Deloitte tops NHS Test and Trace consultancy tally
Deloitte is far and away the consultancy with the highest value of test and trace contracts, according to a top-10 included in the NAO report. It said the firm had contracts valued at £298m in place with test and trace, and that £174m had been spent by the end of March 2021. IBM UK was in second place, with contracts valued at £40m, with a figure of £21m for spend to the end of March.
Accenture, the Boston Consulting Group and PA Consulting Services occupied the next three places on the tally, each with committed contracts worth £30m and varying amounts of spend. Of the three, Boston Consulting Group had racked up the highest spend value: £28m by the end of March.
Elsewhere in its report, the NAO noted that NHS Test and Trace had an underspend of £8.7bn in its 2020-21 budget of £22.2bn. Test and trace said the underspend arose because the national lockdown earlier this year meant a predicted high level of demand for testing did not materialise.
No data from 600m test kits
The NAO also flagged that NHS Test and Trace had no information on almost 600m lateral-flow device tests that were distributed from October because “only a small proportion” of the 691m tests distributed in England by the end of last month had been registered as used.
It said the largest contract that NHS Test and Trace had awarded using emergency powers during the first three months of 2021 was for lateral-flow device self-tests and that it had been worth £1.9bn. The NAO said test and trace had told it Innova Medical Group was awarded the contract without a competition because it was the only supplier to have secured regulatory approval to supply the tests.
NAO head Gareth Davies acknowledged that NHS Test and Trace had evolved as an organisation in recent months, taking new approaches to reducing the impact of the pandemic. But he said the watchdog’s latest report showed that areas of concern remained.
“Since we last reported in December, NHS Test and Trace has introduced a lot of changes, including mass testing, closer working with local authorities and initiatives to identify and contain variant forms of Covid-19,” he said.
“However, some pressing challenges need to be tackled if it is to achieve its objectives and deliver value for taxpayers, including understanding how many lateral flow devices are actually being used and increasing public compliance with testing and self-isolation.”

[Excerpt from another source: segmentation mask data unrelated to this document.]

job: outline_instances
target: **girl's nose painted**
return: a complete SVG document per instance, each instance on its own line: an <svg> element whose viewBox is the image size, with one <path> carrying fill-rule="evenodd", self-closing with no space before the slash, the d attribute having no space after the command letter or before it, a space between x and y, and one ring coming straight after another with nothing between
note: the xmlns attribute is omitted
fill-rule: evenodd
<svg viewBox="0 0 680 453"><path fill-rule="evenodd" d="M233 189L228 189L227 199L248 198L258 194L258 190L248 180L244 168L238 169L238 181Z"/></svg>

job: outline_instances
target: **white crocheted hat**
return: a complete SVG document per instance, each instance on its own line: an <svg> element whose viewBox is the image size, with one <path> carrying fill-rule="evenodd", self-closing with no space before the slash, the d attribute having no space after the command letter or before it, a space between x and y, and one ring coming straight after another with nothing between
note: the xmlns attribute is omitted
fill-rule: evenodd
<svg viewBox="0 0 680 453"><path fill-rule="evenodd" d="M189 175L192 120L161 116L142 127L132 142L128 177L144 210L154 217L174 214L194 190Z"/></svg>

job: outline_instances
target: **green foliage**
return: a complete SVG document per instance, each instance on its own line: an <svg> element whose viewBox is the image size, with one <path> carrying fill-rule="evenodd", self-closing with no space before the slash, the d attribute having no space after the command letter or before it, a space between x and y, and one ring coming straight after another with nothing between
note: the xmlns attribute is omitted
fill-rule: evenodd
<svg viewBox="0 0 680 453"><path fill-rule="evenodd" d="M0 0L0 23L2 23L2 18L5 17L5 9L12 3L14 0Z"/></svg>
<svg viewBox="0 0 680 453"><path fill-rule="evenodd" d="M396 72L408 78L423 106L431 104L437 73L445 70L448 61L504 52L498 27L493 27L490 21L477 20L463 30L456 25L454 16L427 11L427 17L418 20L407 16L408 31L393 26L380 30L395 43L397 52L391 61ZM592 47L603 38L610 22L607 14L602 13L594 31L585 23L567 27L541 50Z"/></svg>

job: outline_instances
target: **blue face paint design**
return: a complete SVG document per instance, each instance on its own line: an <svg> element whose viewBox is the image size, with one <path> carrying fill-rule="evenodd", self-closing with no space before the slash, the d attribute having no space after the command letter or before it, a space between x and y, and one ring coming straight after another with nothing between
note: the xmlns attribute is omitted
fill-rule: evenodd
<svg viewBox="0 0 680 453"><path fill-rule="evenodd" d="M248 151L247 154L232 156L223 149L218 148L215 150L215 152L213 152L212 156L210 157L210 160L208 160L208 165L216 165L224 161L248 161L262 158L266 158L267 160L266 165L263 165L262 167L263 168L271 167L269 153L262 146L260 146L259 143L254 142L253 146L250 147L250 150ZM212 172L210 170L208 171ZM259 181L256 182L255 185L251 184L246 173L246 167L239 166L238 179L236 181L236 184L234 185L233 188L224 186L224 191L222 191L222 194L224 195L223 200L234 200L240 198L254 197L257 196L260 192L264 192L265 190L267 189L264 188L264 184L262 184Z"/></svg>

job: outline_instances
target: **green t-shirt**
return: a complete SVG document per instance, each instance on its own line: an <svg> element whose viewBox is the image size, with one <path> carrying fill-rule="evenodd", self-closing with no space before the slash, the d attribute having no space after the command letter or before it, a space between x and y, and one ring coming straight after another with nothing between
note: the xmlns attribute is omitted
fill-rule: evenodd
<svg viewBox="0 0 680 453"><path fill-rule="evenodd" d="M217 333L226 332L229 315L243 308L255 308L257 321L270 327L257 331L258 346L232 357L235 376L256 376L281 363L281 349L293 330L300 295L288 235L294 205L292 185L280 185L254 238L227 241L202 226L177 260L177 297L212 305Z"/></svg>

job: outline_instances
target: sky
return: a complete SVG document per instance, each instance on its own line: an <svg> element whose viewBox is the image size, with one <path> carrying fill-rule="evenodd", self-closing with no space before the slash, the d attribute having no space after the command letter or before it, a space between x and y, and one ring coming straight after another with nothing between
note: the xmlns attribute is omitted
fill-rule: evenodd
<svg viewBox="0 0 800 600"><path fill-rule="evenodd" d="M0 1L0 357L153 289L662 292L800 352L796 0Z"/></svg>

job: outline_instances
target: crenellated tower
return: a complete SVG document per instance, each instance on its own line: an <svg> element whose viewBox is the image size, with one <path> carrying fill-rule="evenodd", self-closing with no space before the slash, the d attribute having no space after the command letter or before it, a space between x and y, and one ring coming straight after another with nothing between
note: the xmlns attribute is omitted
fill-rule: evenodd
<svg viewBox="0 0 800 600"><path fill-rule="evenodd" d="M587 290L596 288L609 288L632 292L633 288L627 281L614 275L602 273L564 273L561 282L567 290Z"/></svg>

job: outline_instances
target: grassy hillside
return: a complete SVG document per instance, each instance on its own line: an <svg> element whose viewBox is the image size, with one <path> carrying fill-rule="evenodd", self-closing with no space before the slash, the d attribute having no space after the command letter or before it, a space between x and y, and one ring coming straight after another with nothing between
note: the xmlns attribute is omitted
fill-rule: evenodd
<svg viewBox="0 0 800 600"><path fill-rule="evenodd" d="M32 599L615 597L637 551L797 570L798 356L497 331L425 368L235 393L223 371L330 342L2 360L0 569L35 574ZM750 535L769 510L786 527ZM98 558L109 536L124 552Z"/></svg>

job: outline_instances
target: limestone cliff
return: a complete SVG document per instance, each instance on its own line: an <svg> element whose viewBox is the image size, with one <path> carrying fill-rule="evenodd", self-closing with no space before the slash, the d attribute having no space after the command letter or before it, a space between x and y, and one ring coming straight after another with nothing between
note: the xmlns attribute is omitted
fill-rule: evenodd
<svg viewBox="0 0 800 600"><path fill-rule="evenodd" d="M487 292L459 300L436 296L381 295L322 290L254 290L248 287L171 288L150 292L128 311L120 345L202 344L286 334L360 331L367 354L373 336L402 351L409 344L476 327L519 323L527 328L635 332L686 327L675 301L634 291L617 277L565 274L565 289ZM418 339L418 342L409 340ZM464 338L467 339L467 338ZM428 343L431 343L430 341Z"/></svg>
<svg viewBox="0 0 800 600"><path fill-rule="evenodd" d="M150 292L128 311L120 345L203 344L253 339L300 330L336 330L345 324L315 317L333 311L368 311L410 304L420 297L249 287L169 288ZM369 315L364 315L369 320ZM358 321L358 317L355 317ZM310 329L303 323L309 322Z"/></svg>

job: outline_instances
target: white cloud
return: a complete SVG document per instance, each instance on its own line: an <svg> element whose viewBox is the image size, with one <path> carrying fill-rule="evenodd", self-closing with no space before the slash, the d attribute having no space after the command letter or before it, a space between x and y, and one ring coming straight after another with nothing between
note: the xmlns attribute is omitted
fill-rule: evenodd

Public Accounts Committee chair Meg Hillier was more forthright. She said it was “deeply disappointing” that NHS Test and Trace was “still plagued by the same issues” it had been at the start of the year.
“NHS Test and Trace needs to get to grips with some fundamental parts of the process, such as its timeliness in reaching contacts for all the tests it provides, people coming forward for tests when they have symptoms, and compliance with self-isolation,” she said.
“Meanwhile, budget remains unspent despite the continued use of costly consultants and high levels of unused capacity in the system.
“As we learn to live with Covid, NHS Test and Trace must urgently improve performance to deliver the effective test and trace system we so badly need.”
A Department of Health and Social Care spokesperson said NHS Test and Trace had “played an essential role” in combating the pandemic and that the NAO had recognised many of the rapid improvements that had been made since the organisation was created in May last year.
“The testing and tracing being delivered across the country is saving lives every single day and helping us send this virus into retreat by breaking chains of transmission and spotting outbreaks wherever they exist,” they said.
“While NHS Test and Trace continues to be one of the centrepieces of our roadmap to return life to normal, our new UK Health Security Agency is going to consolidate the enormous expertise that now exists across our health system so we can face down potential future threats and viruses.”
The NAO report warned that transitioning NHS Test and Trace to the new UKHSA, which is due to be complete by October, risked diverting the operation’s attention away from its efforts to contain the spread of the virus.